Academy Award winning screenwriter Dustin Lance Black will be in San Antonio on February 8 as part of Trinity University’s Stieren Arts Enrichment Series. Black, who wrote the screenplay for the movie "Milk," grew up in San Antonio until he was 13 years of age.

Black mentioned his boyhood in San Antonio during his acceptance speech at the awards ceremony last year.

"When I was 13 years old, my beautiful mother and my father moved me from a conservative Mormon home in San Antonio, Texas to California, and I heard the story of Harvey Milk. And it gave me hope. It gave me the hope to live my life. It gave me the hope one day I could live my life openly as who I am and then maybe even I could even fall in love and one day get married."

Black’s father was a Mormon missionary who had converted his mother to the religion.

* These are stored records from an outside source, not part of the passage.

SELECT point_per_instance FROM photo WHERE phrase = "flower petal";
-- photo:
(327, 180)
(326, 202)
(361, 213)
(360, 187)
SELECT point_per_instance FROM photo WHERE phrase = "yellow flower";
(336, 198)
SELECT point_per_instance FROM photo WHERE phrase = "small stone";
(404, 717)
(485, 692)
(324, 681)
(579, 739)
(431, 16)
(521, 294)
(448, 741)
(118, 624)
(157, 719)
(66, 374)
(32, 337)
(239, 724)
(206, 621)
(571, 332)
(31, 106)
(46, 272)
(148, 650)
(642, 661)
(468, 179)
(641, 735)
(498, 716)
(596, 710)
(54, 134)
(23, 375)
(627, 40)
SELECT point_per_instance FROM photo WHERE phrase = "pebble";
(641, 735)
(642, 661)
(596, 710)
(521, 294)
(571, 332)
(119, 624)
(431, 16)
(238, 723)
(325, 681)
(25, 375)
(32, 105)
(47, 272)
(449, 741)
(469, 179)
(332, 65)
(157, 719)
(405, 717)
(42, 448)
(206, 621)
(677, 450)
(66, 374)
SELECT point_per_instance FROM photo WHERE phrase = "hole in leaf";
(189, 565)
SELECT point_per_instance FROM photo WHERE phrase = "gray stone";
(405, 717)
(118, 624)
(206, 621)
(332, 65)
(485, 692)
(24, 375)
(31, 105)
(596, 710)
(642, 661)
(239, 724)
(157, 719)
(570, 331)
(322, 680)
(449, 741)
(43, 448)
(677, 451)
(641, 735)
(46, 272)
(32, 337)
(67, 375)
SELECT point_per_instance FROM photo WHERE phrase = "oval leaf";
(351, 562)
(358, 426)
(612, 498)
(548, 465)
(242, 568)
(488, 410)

In an interview with the Bay Area Reporter last year, Black said he worried about his sexuality as a youth in San Antonio where he says he was surrounded by the Mormon culture and military bases.

Black told the B.A.R. that he remembers thinking, "I'm going to hell. And if I ever admit it, I'll be hurt, and I'll be brought down" when he found himself attracted to a boy in his neighborhood at the age of six or seven. He says that his "acute awareness" of his sexuality made him dark, shy and at times suicidal.

Speaking to reporters backstage after receiving the Oscar, Black shed some light on living as a young gay man in San Antonio: "It's easy in San Francisco and L.A. and New York, Chicago, because you can find support, you can find mentors and heroes. But where I'm from, and a lot of places, you know in this country, in small town America, they just don't know there are gay heroes, and they don't know there's other gay people, and they don't know there's a potential future, I mean a beautiful future."

Black wrote several screenplays before he worked on "Milk." He also is a writer and producer on the HBO dramatic series, "Big Love," about a suburban Mormon family who practices polygamy. There are several more projects in the works including his film adaptation of the Tom Wolfe book "The Electric Kool-Aid Acid Test" which will be directed by "Milk" director Gus Van Sant.

Last June, Black became involved in a controversy when photos and a video of him having unsafe sex were circulated on the Internet. The furor over the photos was short-lived and he seems to have survived the uproar unscathed.

According to press materials, Black "will present an inspiring message about diversity and following one’s passion" including a discussion of his personal story and how he came to work on "Milk." The free lecture is scheduled for February 8 at 7:30 p.m. in Trinity’s Laurie Auditorium.